Example: Patient with Diffuse Systemic Sclerosis (M34.0) experiencing progressive dyspnea. HRCT shows honeycombing consistent with interstitial lung disease. Pulmonary function tests reveal a decline in FVC to 60 percent predicted. Diagnosis: Systemic sclerosis with lung involvement (M34.81). Ongoing management includes Mycophenolate and Nintedanib. This documentation captures the multisystem nature and disease severity.

Billing Focus: Laterality is not typically applicable for systemic connective tissue disorders, but specificity regarding the internal organ affected is mandatory.

Document the specific type of vasculitis and the presence of any secondary manifestations or renal involvement.

Example: Patient with Granulomatosis with polyangiitis (M31.31) presenting with hematuria and elevated creatinine (2.4 mg/dL). Renal biopsy confirmed necrotizing glomerulonephritis. Patient started on Rituximab and high-dose IV methylprednisolone for induction therapy. Documentation of M31.31 (Granulomatosis with polyangiitis with kidney involvement) ensures the highest level of specificity and clinical accuracy.

Billing Focus: Capture the acuity of the condition (e.g., active vasculitis vs. remission) and the specific organ systems involved (renal vs. pulmonary).

When documenting Sjogren Syndrome, specify if it is primary or secondary and list all associated manifestations such as keratoconjunctivitis or lung involvement.
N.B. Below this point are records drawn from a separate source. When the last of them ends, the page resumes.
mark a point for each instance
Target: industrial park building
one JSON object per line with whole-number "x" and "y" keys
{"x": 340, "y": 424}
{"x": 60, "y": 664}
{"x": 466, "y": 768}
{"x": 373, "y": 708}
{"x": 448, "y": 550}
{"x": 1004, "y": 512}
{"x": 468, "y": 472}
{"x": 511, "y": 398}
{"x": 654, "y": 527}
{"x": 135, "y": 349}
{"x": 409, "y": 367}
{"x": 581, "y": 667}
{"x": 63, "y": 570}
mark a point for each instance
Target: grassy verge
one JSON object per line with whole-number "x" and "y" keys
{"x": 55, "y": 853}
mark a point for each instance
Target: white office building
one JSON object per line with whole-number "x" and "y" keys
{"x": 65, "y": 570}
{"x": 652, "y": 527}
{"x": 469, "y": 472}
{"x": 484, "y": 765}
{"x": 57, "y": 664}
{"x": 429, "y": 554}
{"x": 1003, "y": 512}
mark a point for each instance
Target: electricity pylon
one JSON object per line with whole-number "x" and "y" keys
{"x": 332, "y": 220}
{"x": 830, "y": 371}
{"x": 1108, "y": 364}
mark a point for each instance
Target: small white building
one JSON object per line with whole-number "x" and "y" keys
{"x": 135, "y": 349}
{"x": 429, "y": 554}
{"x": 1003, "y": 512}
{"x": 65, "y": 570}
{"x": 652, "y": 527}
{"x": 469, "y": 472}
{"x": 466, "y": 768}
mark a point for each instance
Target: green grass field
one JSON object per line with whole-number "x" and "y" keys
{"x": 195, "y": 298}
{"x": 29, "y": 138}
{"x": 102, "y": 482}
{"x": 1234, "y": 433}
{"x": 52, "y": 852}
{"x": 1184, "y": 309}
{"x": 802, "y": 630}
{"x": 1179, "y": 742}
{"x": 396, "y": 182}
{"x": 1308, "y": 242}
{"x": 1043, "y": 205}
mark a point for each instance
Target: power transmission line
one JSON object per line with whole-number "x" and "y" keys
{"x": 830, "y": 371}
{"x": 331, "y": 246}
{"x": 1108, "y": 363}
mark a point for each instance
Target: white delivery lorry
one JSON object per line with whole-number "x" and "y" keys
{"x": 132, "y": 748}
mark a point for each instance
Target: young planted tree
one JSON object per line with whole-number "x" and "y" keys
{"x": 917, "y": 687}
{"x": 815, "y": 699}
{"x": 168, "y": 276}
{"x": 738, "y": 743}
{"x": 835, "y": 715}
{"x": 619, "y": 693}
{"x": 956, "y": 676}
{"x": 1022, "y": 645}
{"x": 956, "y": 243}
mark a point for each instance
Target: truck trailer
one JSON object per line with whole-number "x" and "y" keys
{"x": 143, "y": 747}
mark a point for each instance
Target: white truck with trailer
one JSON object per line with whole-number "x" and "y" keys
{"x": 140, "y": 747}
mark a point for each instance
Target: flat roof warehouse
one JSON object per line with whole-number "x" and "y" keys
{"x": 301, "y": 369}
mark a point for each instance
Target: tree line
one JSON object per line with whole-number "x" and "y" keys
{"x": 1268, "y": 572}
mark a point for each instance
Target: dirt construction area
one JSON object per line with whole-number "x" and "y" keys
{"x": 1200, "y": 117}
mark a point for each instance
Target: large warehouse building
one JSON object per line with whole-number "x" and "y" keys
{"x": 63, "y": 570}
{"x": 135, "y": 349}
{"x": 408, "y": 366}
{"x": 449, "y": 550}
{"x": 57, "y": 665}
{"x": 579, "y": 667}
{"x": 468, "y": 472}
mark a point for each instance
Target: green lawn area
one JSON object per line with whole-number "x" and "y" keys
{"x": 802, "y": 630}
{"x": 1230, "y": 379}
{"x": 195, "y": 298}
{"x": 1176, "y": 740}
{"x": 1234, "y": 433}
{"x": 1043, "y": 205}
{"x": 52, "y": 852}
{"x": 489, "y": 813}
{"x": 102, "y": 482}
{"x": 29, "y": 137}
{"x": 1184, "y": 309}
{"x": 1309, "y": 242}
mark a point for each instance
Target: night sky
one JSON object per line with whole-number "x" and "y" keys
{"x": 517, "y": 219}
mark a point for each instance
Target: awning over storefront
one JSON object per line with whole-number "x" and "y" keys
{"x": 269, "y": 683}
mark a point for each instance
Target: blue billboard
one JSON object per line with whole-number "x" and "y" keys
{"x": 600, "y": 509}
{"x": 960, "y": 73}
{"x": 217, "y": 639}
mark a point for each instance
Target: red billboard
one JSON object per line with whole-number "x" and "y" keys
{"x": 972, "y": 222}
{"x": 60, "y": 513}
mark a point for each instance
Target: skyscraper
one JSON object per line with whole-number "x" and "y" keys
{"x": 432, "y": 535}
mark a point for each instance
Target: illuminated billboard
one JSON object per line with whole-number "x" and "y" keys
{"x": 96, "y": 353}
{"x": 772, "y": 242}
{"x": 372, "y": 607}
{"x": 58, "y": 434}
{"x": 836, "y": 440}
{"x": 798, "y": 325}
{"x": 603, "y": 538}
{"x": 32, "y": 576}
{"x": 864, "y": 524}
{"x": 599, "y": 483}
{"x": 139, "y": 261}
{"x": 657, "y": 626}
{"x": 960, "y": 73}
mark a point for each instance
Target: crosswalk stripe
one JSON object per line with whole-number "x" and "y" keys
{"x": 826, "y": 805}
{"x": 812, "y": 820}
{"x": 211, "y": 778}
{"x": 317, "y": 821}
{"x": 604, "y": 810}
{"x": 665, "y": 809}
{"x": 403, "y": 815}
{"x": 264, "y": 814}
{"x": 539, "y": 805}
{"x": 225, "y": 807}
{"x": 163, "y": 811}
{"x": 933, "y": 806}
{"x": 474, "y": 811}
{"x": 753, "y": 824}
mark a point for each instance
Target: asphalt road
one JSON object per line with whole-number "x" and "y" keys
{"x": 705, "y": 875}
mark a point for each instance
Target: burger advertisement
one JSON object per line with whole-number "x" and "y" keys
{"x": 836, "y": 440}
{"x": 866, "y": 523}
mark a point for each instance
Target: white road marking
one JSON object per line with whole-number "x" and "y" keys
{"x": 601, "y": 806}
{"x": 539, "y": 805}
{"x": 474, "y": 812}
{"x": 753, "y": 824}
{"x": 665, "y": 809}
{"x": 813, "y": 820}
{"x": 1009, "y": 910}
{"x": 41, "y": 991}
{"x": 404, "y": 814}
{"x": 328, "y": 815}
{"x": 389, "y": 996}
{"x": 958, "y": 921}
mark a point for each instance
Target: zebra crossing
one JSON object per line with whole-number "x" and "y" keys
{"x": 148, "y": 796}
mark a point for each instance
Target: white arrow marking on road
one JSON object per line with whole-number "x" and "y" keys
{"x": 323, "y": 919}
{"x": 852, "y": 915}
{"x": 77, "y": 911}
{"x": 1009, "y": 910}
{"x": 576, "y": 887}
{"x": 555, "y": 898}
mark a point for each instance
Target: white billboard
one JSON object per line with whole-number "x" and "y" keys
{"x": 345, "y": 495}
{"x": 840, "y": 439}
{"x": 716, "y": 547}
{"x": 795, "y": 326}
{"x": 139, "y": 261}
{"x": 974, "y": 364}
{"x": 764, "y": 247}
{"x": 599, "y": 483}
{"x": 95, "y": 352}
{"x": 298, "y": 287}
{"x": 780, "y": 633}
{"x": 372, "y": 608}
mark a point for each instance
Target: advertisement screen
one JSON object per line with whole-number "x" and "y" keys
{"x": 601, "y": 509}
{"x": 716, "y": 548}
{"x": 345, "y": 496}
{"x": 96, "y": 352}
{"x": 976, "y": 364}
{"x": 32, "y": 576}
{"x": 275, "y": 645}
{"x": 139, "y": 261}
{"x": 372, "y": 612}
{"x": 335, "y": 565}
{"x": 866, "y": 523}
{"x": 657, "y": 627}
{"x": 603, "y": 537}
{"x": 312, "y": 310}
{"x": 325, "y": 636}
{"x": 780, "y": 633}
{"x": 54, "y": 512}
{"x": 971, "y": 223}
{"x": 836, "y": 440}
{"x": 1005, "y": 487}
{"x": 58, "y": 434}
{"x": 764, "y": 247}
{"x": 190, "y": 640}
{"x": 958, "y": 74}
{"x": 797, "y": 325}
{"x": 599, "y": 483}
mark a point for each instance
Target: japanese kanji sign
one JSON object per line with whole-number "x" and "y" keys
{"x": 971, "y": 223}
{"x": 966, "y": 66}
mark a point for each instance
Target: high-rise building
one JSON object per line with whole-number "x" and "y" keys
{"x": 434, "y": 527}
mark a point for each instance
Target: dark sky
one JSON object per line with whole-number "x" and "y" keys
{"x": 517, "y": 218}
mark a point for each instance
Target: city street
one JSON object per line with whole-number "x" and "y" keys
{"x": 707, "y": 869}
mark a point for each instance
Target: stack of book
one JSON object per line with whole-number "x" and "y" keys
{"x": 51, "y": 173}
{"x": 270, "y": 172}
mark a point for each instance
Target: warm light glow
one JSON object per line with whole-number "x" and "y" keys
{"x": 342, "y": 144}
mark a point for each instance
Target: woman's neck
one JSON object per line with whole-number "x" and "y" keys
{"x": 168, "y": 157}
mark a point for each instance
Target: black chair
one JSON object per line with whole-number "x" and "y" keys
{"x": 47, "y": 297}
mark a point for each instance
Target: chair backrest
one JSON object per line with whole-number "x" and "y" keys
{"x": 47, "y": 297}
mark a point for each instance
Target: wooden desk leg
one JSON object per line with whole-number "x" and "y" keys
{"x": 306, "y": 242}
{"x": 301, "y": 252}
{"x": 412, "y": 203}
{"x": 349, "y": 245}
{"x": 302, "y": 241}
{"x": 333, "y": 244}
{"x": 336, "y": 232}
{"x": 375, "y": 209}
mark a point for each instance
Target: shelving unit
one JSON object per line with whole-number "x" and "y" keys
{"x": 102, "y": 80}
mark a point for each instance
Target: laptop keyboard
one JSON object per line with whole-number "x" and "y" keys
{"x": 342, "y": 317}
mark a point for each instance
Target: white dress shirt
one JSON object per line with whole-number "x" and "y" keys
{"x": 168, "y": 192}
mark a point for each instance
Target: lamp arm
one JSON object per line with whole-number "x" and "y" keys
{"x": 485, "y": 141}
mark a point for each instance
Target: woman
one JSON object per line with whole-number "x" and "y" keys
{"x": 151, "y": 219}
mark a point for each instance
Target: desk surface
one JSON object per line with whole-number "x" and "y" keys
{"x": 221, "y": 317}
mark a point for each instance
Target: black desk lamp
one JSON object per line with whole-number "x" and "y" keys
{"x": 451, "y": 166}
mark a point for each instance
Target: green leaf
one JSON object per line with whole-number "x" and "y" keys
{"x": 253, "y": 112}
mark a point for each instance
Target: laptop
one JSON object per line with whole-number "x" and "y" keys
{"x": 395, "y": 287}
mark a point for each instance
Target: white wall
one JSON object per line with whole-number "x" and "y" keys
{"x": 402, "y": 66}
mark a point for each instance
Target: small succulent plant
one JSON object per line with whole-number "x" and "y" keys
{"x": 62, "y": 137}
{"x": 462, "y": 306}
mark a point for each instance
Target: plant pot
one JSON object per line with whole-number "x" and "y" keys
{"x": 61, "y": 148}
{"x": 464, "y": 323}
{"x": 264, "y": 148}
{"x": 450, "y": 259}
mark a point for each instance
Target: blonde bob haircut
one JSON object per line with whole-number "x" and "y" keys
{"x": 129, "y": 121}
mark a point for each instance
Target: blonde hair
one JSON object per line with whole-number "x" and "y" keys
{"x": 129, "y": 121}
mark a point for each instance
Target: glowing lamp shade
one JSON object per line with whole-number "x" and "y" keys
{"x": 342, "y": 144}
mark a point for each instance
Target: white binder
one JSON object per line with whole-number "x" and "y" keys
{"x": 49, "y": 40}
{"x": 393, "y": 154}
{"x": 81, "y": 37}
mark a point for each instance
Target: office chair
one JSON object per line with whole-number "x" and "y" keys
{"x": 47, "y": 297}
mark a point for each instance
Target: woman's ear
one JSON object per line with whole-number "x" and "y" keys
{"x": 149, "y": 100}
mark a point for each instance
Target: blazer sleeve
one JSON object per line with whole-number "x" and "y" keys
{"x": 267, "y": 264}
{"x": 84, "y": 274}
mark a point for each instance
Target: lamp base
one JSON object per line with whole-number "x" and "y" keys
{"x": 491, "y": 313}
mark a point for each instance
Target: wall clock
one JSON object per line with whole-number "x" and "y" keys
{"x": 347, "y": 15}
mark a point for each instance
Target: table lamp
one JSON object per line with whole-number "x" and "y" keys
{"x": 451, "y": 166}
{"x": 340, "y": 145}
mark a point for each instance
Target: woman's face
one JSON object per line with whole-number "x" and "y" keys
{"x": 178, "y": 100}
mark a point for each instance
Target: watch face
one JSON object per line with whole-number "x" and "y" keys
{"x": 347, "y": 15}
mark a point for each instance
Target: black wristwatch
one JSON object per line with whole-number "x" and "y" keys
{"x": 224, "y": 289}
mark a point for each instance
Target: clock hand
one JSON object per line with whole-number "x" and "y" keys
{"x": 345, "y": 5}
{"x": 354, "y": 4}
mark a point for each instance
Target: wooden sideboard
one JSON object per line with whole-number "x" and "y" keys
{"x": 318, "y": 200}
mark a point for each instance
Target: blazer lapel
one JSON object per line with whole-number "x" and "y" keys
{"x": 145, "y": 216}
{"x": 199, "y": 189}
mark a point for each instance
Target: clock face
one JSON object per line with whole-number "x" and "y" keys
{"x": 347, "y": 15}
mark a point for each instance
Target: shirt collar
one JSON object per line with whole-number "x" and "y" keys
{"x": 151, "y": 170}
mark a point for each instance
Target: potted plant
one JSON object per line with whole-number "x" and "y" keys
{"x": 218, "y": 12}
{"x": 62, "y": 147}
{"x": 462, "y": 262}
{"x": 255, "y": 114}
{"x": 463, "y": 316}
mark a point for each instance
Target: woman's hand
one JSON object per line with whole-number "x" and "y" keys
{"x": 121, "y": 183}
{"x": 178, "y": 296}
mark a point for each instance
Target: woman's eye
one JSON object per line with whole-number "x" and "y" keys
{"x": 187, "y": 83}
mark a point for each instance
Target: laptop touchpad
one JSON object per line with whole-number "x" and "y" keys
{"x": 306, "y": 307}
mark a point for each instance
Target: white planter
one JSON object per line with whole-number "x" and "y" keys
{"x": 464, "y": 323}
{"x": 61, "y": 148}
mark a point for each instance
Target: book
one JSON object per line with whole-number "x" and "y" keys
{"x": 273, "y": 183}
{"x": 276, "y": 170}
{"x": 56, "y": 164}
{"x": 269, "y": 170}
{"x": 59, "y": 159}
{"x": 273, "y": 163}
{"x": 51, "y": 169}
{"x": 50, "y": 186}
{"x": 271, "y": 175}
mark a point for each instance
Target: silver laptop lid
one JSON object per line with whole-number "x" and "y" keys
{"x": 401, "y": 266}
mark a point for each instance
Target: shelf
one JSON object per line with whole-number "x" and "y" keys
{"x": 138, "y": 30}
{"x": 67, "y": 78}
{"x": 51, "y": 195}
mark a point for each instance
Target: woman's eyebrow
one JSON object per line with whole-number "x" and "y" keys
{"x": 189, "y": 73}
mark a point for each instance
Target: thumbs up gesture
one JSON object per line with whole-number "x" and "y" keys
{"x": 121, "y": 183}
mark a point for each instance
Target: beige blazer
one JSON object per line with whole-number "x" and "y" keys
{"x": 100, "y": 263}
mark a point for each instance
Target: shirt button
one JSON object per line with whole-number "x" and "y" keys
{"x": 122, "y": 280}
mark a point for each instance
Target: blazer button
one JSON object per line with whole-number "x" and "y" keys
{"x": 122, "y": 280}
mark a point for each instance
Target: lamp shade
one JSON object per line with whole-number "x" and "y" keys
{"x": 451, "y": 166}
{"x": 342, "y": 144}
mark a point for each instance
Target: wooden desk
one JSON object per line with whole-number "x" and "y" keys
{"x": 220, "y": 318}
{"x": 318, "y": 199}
Example: Patient diagnosed with Sjogren Syndrome with keratoconjunctivitis (M35.01). Complains of severe xerostomia and gritty sensation in eyes. Schirmer test positive at 3mm. Prescribed Restasis and Salagen. Evaluated for extraglandular manifestations, currently negative for pulmonary involvement. Documentation supports both the underlying syndrome and the specific ocular complication.

Billing Focus: Use fourth and fifth characters to specify complications such as lung involvement (M35.02) or myopathy (M35.03).

Specify the exact overlap syndrome or undifferentiated connective tissue disease when criteria for a single definitive diagnosis are not met.

Example: Patient presents with features of systemic sclerosis (Raynaud's, sclerodactyly) and polymyositis (proximal muscle weakness, elevated CPK). Anti-U1 RNP antibody is positive. Diagnosis: Mixed Connective Tissue Disease (M35.1). Patient initiated on Prednisone 20mg and Methotrexate. This specific code accurately reflects the multi-disease overlap.

Billing Focus: Ensure code M35.1 is used only when Mixed Connective Tissue Disease is clinically confirmed, as it is distinct from Undifferentiated Connective Tissue Disease (M35.9).